UNITED STATES DISTRICT COURT FOR THE DISTRICT OF NEW JERSEY


March 25, 1966

LOCAL 719, AMERICAN BAKERY AND CONFECTIONERY WORKERS OF AMERICA, A.F.L.-C.I.O., Plaintiff
v.
The NATIONAL BISCUIT COMPANY, Defendant

The opinion of the court was delivered by: WORTENDYKE

WORTENDYKE, District Judge.

 This action, brought under N.J.S.A. 2A:24-7 by a labor organization against an employer of members thereof, to vacate the award of an arbitrator, was instituted in the Law Division of the Superior Court of New Jersey and removed to this Court because of its jurisdiction under 29 U.S.C. § 185(a) and 28 U.S.C. §§ 1331 and 1337.
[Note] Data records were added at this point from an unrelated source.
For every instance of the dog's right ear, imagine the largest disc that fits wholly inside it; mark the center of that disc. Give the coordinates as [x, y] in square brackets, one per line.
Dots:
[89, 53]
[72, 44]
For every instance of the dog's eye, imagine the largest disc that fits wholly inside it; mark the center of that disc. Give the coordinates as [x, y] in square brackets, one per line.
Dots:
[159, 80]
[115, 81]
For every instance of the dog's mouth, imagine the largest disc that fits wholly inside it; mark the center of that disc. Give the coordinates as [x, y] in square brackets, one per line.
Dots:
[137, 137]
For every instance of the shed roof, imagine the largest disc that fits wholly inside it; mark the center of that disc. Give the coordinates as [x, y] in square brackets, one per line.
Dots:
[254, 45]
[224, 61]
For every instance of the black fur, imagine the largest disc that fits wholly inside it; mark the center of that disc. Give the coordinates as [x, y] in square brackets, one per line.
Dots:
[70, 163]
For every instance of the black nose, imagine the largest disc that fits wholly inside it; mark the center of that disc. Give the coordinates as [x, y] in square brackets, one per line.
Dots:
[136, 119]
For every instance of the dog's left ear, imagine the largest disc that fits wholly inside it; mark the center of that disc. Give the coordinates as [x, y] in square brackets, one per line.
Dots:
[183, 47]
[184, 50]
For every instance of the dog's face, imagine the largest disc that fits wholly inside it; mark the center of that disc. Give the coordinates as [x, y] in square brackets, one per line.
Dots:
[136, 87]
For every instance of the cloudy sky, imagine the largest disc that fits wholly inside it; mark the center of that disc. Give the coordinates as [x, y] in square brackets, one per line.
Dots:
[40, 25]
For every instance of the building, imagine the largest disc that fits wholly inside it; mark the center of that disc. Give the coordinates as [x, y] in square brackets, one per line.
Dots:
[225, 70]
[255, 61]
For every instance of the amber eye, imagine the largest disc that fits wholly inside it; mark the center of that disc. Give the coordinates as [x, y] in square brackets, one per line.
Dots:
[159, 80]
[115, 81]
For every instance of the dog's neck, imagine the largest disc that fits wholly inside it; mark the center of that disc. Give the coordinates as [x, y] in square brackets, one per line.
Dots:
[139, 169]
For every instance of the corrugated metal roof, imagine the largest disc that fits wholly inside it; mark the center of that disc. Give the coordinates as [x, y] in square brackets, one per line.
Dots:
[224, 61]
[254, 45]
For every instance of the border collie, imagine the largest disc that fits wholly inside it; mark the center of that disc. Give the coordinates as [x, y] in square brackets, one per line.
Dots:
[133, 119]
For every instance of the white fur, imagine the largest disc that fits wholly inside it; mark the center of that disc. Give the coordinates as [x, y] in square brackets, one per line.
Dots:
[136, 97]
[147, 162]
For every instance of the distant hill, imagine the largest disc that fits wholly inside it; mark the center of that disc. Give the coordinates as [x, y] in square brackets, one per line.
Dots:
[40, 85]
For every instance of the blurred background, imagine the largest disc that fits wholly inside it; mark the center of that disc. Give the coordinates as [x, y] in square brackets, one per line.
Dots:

 The cause of action is based upon a Collective Bargaining Agreement between the parties providing for the arbitration of certain disputes between them. The arbitrator held that the issues submitted were arbitrable and made an award upon the merits. The Local contends that the arbitrator's decision "exceeded his powers and was so imperfectly executed that a mutual, final and definite award upon the subject matter submitted was not made." The employer denies this contention and counterclaims for judgment confirming the arbitrator's award. Defendant moves for summary judgment pursuant to F.R.Civ.P. 56. The motion was briefed and argued. This opinion embodies the Court's opinion thereon.

 In support of the motion, defendant urges:

 

(1) The question of arbitrability of the dispute was expressly submitted to the Arbitrator by both parties.

 

(2) The Local Union waived judicial determination of arbitrability by participating in the arbitration proceedings upon the merits.

 

(3) The dispute was arbitrable under the Collective Bargaining Agreement and controlling law.

 The dispute giving rise to the arbitration presented the question whether certain work schedules proposed by the employer for shipping branch loading, unloading and assembly operations at the employer's place of business in Fair Lawn, New Jersey, would exceed "a fair day's work" as that phrase is used in Section 2 of Article 28 of the Collective Bargaining Agreement.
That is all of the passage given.